Muere Rafael Sánchez Ferlosio

Sobre el poder

Sánchez Ferlosio pronunciando su discurso tras recibir el Premio Cervantes.

Sánchez Ferlosio pronunciando su discurso tras recibir el Premio Cervantes. / Bernardo Rodríguez (Efe)

Ferlosio tenía el aspecto de un hombre enajenado, avaro de sí, en insomnio perpetuo, que actuaba como una suerte de vigilante del idioma, que descubría sus mecanismos y desfallecimientos, como otros descubren préstamos y huellas y, los más, no descubrimos nada. Este perfil alucinado, eremítico, de Sánchez Ferlosio lo convertía, de algún modo, en émulo azaroso de aquellos románticos que atraían sobre sí una locura, un desorden sagrado, a través de los cuales se nos comunicó una Verdad inmarchitable y penúltima. En el caso de Ferlosio, sin embargo, esta Verdad solía tratarse de una verdad modesta, laboriosamente hallada y en absoluto trascendente. Asunto distinto es que su tema –el tema del poder–, posea una fuerte vocación de trascendencia, que acaso haya querido suplir la huida de lo numinoso, ocurrida cuando se acababa el XIX.

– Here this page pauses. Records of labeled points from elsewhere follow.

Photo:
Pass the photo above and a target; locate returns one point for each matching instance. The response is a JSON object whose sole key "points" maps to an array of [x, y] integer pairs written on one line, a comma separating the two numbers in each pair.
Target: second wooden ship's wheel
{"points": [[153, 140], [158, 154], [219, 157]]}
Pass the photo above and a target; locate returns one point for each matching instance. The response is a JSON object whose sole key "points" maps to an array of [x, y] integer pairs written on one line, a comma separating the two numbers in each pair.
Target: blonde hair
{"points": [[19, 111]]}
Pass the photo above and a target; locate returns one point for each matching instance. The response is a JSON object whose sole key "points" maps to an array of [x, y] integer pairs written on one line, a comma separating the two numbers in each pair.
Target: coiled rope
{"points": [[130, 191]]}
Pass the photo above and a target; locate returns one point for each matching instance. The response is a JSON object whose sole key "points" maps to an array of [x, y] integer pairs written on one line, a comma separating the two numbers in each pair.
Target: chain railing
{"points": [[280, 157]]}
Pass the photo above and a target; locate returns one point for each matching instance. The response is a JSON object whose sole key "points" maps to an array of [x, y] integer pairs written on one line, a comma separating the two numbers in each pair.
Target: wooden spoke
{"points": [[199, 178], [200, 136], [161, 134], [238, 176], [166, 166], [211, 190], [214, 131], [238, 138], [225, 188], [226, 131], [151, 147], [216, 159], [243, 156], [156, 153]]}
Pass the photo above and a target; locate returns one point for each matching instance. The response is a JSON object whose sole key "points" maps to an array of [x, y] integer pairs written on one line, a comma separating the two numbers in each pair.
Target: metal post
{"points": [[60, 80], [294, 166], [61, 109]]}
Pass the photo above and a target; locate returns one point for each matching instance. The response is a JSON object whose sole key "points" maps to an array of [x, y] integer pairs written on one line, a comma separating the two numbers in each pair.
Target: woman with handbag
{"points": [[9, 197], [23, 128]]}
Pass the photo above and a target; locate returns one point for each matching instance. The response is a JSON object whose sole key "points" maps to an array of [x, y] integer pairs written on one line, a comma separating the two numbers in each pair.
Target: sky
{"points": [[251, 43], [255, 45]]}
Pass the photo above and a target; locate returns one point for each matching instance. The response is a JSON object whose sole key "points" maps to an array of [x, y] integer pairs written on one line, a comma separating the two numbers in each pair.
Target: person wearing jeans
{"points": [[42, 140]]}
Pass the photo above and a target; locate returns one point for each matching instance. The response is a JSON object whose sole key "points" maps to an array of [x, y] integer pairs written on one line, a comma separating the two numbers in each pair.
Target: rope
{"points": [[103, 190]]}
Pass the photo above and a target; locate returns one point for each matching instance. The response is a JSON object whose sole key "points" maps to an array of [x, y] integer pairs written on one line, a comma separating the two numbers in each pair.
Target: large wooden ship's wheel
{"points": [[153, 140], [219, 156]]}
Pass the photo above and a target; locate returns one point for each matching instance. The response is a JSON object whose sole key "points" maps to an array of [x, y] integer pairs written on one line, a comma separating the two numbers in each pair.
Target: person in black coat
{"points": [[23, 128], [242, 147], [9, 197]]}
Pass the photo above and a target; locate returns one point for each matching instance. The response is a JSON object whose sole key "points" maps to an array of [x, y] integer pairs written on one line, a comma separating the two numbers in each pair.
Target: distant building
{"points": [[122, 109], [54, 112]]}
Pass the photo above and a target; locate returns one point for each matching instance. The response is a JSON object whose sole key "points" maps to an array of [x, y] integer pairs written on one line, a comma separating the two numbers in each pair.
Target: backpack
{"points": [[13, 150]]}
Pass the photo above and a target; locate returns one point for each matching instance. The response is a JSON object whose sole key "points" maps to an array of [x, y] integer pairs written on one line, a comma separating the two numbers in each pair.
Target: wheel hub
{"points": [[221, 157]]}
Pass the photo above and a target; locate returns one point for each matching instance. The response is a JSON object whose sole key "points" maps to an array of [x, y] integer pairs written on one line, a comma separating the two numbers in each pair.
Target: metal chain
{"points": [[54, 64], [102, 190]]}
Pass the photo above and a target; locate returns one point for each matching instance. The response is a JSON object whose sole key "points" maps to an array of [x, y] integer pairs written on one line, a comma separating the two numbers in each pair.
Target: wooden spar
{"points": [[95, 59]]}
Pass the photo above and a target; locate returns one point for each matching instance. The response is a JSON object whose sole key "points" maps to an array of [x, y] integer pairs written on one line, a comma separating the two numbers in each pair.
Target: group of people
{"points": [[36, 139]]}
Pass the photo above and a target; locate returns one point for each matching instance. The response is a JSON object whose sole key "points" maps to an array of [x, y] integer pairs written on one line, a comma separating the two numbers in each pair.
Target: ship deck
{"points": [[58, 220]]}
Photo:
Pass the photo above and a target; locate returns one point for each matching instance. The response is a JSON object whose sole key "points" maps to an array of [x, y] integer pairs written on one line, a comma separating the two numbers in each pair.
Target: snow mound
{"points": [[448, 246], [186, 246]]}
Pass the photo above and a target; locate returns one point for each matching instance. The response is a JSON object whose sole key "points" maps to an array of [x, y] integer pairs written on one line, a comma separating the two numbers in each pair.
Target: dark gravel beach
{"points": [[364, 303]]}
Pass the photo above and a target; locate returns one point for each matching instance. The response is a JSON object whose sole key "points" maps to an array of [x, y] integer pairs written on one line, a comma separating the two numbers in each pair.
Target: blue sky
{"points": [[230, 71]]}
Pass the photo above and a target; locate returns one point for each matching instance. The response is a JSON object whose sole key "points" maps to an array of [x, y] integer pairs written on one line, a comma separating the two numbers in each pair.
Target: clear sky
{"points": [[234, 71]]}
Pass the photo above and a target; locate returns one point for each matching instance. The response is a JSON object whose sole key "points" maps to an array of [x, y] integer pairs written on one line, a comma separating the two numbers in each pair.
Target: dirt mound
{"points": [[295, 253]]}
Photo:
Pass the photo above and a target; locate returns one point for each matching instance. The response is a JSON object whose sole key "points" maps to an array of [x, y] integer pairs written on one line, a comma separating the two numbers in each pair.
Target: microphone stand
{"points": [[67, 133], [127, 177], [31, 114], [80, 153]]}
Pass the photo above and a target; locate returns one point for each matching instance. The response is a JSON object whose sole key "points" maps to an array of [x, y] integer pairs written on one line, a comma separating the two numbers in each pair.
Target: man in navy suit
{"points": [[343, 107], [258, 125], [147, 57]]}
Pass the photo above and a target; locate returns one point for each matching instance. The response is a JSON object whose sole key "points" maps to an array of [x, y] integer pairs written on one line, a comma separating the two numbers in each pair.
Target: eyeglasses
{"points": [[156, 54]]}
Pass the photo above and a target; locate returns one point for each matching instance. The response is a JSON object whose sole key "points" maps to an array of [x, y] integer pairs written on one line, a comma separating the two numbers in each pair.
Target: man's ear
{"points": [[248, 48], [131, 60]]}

¿Es casualidad que dos de las grandes admiraciones literarias de Ferlosio fueran Aldecoa y Benet? Del primero, y sin olvidar su admirable rigor formal, Ferlosio quizá distinguió la delicada piedad para con el caído que alimentó su obra. En el segundo, era su complejidad estilística, hoy algo lejana, la que aún mantiene el prestigio de Benet. Esta inclinación a los aspectos formales de la lengua, no obstante, guardan en Ferlosio un matiz social, un contenido espurio, que en Benet no comparece. En Ferlosio, como decimos, hay una insistente curiosidad por el poder; lo cual equivale a decir una insistente curiosidad por el individuo. Un individuo que se ha formalizado, que se ha rigorizado en los formatos acreditados por la tradición (desde Suetonio y Plutarco, desde San Agustín a Diógenes Laercio, hasta el Lázaro que anticipa su Industrias y andanzas de Alfanhuí), y que adquiere en el Quijote su más alta cota artística, de carácter alucinatorio.

Existe la posibilidad, por otra parte, de que a Ferlosio sólo le interesara, no tanto esa atosigante escalimetría del poder, postulada por Foucault, cuanto un discreto individualismo, vagamente noventayochista, en el que el autor es un eco trágico o una apostilla cómica a sus obras. Es fácil imaginar a un escritor del XVIII sin las exigencias y tiranías de lo biográfico. Pero no a esa tropa romántica que llega a Azorín, por ejemplo, y que en Ferlosio encuentra un hijo memorable: no sólo en cuanto al pintoresquismo requerido (Azorín era a su paraguas y su mentón, lo que Ferlosio a sus cejas despeinadas, sobrepuestas a una mirada abisal). También en una exigencia ética que nos devuelve a Aldecoa y a la cuestión del individuo, de su ventura, de su infortunio. A la cuestión irresuelta de Alfanhuí y sus andanzas, cuya posibilidad, la posibilidad individual del pícaro, opera contra el suelo de la época. Añadamos a esto que Ferlosio conocía la fuerza colosal de la fantasía, quizá la más humana de las fuerzas, y habremos obtenido el retrato de un hombre con vocación de serlo. El retrato de un verdadero hombre.